Canada saw a wide fluctuation in relative pricing of annuities throughout 2014. The buyout premium stood at 105% of plan liabilities in December 2013 and dropped to 103% by June 2014. In terms of the impact on corporate financial statements, the first half of 2014 appears to have been an opportune time for plans to complete a transaction. Relative prices then increased over the remainder of the year, moving towards 110%, due to changes in credit spreads and more conservative pricing from insurers. However, the market was still active throughout 2014, with approximately CAD$2.5 billion of bulk annuities placed. This exceeded the previous record of CAD$2.2 billion in 2013. Mercer expects growth in the demand for bulk annuities as plan sponsors continue to look for ways to reduce their pension risk.
In March 2015, the first ever Canadian pension longevity swap was announced. Though this deal did not involve an annuity purchase, at CAD$5 billion it is the largest pension risk transfer ever transacted in Canada and is indicative of a growing trend to reduce the risks associated with pension liabilities.
In the Netherlands, most pension plans provide discretionary pension increases.
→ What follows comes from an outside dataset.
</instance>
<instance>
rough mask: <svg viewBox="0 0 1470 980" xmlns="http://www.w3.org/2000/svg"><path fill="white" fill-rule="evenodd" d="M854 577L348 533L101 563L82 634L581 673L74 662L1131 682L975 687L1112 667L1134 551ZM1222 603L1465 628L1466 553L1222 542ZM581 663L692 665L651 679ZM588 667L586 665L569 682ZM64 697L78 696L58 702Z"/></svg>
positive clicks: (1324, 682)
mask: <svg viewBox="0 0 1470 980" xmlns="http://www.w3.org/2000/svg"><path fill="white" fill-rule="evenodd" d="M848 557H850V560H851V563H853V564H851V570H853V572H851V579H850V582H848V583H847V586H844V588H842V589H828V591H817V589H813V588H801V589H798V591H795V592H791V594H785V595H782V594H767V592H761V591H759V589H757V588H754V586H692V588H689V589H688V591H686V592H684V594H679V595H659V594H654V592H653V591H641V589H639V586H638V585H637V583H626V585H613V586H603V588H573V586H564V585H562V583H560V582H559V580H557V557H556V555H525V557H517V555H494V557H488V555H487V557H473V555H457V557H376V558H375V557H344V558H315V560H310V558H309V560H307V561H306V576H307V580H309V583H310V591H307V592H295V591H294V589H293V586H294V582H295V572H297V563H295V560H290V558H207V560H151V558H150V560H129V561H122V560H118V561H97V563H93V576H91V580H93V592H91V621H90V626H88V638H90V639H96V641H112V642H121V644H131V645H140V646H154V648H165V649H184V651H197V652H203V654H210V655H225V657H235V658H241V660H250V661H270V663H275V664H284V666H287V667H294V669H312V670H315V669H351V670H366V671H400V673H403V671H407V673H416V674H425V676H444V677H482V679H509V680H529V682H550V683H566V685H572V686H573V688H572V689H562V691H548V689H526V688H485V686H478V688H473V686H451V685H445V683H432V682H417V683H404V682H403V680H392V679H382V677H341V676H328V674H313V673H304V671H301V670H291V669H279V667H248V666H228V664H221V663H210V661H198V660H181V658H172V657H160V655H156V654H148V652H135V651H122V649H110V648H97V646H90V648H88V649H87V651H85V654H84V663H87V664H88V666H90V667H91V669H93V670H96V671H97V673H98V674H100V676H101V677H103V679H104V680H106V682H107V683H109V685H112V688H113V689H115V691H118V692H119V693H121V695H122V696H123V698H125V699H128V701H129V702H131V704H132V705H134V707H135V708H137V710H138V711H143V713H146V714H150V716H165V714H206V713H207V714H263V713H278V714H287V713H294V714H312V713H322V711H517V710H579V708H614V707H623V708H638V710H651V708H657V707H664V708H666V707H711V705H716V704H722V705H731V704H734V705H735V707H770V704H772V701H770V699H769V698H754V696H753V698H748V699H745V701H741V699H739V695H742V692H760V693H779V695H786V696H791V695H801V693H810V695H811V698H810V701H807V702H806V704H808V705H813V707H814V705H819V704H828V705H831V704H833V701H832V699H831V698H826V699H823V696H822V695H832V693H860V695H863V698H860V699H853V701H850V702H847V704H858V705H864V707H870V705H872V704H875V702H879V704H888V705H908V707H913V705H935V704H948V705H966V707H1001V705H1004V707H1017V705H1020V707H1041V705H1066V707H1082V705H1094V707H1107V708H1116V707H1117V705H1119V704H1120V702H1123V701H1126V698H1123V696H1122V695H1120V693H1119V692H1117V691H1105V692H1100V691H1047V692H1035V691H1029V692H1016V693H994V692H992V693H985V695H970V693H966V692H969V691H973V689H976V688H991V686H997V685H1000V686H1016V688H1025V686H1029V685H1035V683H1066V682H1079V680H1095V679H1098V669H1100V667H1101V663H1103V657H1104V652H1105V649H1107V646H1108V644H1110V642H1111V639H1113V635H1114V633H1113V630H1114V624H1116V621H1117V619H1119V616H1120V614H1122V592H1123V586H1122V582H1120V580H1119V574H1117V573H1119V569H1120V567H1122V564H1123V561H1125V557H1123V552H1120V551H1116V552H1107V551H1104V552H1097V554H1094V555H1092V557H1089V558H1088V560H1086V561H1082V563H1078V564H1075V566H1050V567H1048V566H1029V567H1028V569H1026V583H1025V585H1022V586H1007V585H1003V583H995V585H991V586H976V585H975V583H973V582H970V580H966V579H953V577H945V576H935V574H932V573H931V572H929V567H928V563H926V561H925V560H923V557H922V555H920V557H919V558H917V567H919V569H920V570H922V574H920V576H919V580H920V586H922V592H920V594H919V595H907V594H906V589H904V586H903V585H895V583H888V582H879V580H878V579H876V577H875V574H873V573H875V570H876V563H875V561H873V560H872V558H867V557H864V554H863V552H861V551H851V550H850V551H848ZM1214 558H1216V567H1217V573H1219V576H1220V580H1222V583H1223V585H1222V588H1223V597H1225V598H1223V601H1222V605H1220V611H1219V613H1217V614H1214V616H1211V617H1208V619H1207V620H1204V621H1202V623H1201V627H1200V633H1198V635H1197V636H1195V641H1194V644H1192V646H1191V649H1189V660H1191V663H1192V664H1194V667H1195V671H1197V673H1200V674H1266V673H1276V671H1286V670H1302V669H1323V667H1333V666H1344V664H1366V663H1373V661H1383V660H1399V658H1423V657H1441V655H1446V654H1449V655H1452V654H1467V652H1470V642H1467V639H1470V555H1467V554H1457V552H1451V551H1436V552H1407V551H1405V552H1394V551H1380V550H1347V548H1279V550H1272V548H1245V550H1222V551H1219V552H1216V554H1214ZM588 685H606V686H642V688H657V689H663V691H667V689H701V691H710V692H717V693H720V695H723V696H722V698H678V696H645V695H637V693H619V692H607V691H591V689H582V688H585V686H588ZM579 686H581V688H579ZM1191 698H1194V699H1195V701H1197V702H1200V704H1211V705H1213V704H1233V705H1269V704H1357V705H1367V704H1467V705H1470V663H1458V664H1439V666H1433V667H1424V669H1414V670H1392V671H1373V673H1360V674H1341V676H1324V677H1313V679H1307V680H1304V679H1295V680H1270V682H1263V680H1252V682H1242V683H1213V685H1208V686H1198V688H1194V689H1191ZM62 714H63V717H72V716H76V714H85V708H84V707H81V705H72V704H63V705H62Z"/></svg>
Therefore, company accounts, if based on international accounting standards, show pension liabilities that include the expected level of pension increases to be provided. The Mercer Global Pension Buyout Index offers a like-for-like comparison, showing an estimate of the buyout price of pensions including increases at the same level that is included in the corresponding accounting liabilities. However, it is important to note that when buying-out pensions in The Netherlands, the actual amount of pension increases purchased may be different to that shown in the company accounts, resulting in a settlement gain or loss.
The buyout market in The Netherlands has been around 2 to 3 billion euros per annum for the past few years. Given the number of pension plans in liquidation and the ongoing trend of consolidation in the Dutch pension market, Mercer expects the buyout market to be of continued substance into the future. Unlike the other countries, the buyout index for The Netherlands has significantly decreased over 2014 and has continued to decrease in 2015. This has been caused by the movement of the credit spread (from circa 70 basis points at the end of 2013 to circa 40 basis points at the end of January 2015) on high quality corporate bonds which are used for setting DB accounting liabilities. The yield on corporate bonds has further reduced as a result of the quantitative easing program of the European Central Bank, driving up accounting liabilities. By comparison the pricing of annuities by insurance companies has been less directly affected, as it uses a different pricing methodology.